Ivan Bubenchyk parle ukrainien, la traduction a été réalisée par Bird In Flight.

Je veux ouvrir une école de pêche pour les enfants. C’est ce que je faisais avant Maïdan. Quand à Lviv les étudiants manifestaient contre Ianoukovytch, je suis venu pour les soutenir. Tout le monde disait que nous devions aller à Kiev, donc j’y suis allé. C’est difficile de se souvenir des dates, mais c’était le premier jour. J’ai été à la Place Maïdan dès le premier jour.
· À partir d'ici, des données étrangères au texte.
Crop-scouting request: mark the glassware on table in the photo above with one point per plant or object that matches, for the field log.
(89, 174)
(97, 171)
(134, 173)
Au début, nous nous tenions près du Monument de l’Indépendance et on gardait les étudiants. Plus tard, des “centaines” se sont formées, et j’ai joint la Neuvième centaine. J’habitais dans la rue Honchara, dans le bâtiment du Mouvement Populaire d’Ukraine (Roukh) (parti politique nationaliste de centre droit, fondé en 1989 comme mouvement politique citoyen – Ed.), et chaque nuit à 23h30 nous venions pour garder le métro sous Maïdan. Nous contrôlions toutes les sorties car les officiers des services spéciaux pouvaient en sortir à tout moment pour tenter un quelconque sabotage ou simplement pour nous disperser.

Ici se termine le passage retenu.